As the one year mark approached, I reduced my pumping sessions to 2 times a day and then eventually to 1 time a day. And as I got close to her birthday, I stopped taking the drugs. Slowly, reducing the dose and then eliminating it altogether. It felt like I was taking the training wheels off – I wondered if I’d be able to ride without them. I hoped I could. What I would have loved to do is continue the morning/evening/night nursing while no longer pumping supplements and drugs in and no longer pumping milk out.
It ends up I couldn’t pull that plan off. My supply dropped and the baby refused to nurse. She’d latch on for a minute or two, but when it wasn’t coming at a quick enough clip, she checked out. It’s the catch 22 of a nursing relationship, eh? I needed her to nurse to stimulate my supply and she needed the supply to stay interested in nursing. As she was taking less and less from my breast, I felt compelled to increase her other milk intake via sippy cups. And, of course, the more she got from the sippy the less she needed from me.
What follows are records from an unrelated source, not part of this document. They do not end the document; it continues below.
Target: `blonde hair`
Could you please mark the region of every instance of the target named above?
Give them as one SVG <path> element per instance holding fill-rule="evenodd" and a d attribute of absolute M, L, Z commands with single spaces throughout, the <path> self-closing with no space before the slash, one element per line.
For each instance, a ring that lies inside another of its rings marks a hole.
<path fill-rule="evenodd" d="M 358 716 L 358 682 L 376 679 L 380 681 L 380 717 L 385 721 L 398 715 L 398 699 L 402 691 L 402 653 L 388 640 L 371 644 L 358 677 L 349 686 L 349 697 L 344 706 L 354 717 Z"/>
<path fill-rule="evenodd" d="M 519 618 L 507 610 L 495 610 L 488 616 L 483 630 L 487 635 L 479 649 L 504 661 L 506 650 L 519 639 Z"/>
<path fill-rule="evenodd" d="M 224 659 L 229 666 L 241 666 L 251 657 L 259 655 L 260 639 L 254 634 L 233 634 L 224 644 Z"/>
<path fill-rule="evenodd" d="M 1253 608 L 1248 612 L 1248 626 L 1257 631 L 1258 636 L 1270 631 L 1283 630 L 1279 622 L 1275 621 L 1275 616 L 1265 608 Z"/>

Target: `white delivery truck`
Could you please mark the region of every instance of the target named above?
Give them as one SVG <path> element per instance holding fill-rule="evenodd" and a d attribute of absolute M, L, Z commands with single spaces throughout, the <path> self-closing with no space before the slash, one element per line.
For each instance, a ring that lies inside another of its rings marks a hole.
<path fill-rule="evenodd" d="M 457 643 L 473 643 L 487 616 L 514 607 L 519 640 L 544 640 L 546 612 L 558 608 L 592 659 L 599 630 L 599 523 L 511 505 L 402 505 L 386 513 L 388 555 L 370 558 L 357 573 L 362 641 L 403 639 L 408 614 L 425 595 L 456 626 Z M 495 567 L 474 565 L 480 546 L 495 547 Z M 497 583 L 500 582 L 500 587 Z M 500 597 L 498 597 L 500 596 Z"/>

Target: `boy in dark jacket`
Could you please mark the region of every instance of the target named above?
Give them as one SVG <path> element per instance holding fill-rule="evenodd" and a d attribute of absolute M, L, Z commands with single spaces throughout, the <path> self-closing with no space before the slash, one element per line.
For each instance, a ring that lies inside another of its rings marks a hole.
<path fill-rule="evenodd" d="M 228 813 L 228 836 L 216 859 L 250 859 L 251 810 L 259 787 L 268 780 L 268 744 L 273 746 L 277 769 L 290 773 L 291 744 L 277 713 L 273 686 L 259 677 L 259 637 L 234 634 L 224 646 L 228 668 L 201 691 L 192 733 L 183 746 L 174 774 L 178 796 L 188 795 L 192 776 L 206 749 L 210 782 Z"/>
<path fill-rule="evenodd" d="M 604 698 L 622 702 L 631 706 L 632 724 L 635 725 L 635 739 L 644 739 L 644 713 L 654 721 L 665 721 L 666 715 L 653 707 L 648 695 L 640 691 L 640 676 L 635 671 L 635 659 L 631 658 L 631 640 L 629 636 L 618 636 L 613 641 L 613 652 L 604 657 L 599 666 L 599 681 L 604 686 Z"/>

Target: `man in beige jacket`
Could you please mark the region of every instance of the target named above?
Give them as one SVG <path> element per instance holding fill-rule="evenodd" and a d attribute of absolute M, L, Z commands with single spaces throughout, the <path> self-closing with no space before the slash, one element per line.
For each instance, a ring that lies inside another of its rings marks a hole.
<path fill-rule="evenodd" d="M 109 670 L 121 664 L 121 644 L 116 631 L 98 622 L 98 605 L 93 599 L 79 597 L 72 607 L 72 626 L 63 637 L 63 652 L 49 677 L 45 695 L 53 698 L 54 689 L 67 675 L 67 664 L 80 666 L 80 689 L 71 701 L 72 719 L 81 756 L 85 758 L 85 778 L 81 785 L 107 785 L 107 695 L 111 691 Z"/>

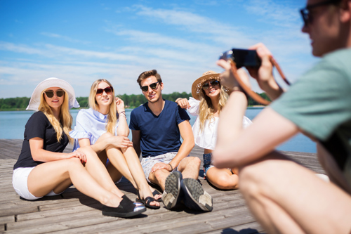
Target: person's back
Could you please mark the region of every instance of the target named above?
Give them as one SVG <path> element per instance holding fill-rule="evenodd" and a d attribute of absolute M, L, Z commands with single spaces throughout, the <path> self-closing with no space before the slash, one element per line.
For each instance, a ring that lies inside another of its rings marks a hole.
<path fill-rule="evenodd" d="M 245 94 L 233 82 L 230 65 L 218 61 L 227 70 L 221 81 L 232 84 L 234 91 L 218 125 L 215 166 L 239 167 L 241 191 L 267 232 L 350 233 L 351 1 L 308 0 L 300 12 L 312 53 L 323 58 L 279 97 L 282 89 L 274 81 L 270 52 L 263 44 L 251 47 L 263 65 L 249 70 L 251 74 L 276 100 L 247 129 L 233 121 L 244 112 Z M 248 78 L 242 70 L 237 74 Z M 318 141 L 317 155 L 331 183 L 274 151 L 301 131 Z"/>

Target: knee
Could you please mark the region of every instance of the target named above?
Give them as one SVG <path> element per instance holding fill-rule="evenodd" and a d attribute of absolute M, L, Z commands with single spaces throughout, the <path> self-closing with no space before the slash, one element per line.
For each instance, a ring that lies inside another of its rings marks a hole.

So it was a couple of weeks after her first birthday that we nursed for the last time. I’d like to say it was this sweet, poignant mother-baby moment, her all warm and cuddly in my arms, seeking the comfort only a mother could provide. But to be honest, we weren’t having many of those by then. She would come up, latch for 30 seconds, lose interest, and then go to hit the dog or dump out the bucket of blocks. She just wasn’t interested in ME anymore, at least from a sustenance and comfort-at-the-breast standpoint.
But, dammit, I made it past a year. I DID that. In spite of all the challenges. And I’m fucking proud of having done it, too.
And if you’re one of those nipple Nazis who berates women for not having achieved to some standard you have set for yourself? I have a question for you — Can I buy you a “U”????
PS: if you’re not one of these women I describe, then this is obviously not about you.
PSS: if this IS about you and you want to be a breastfeeding advocate, I think you’d do better to be compassionate and understanding and get off your fucking high horse.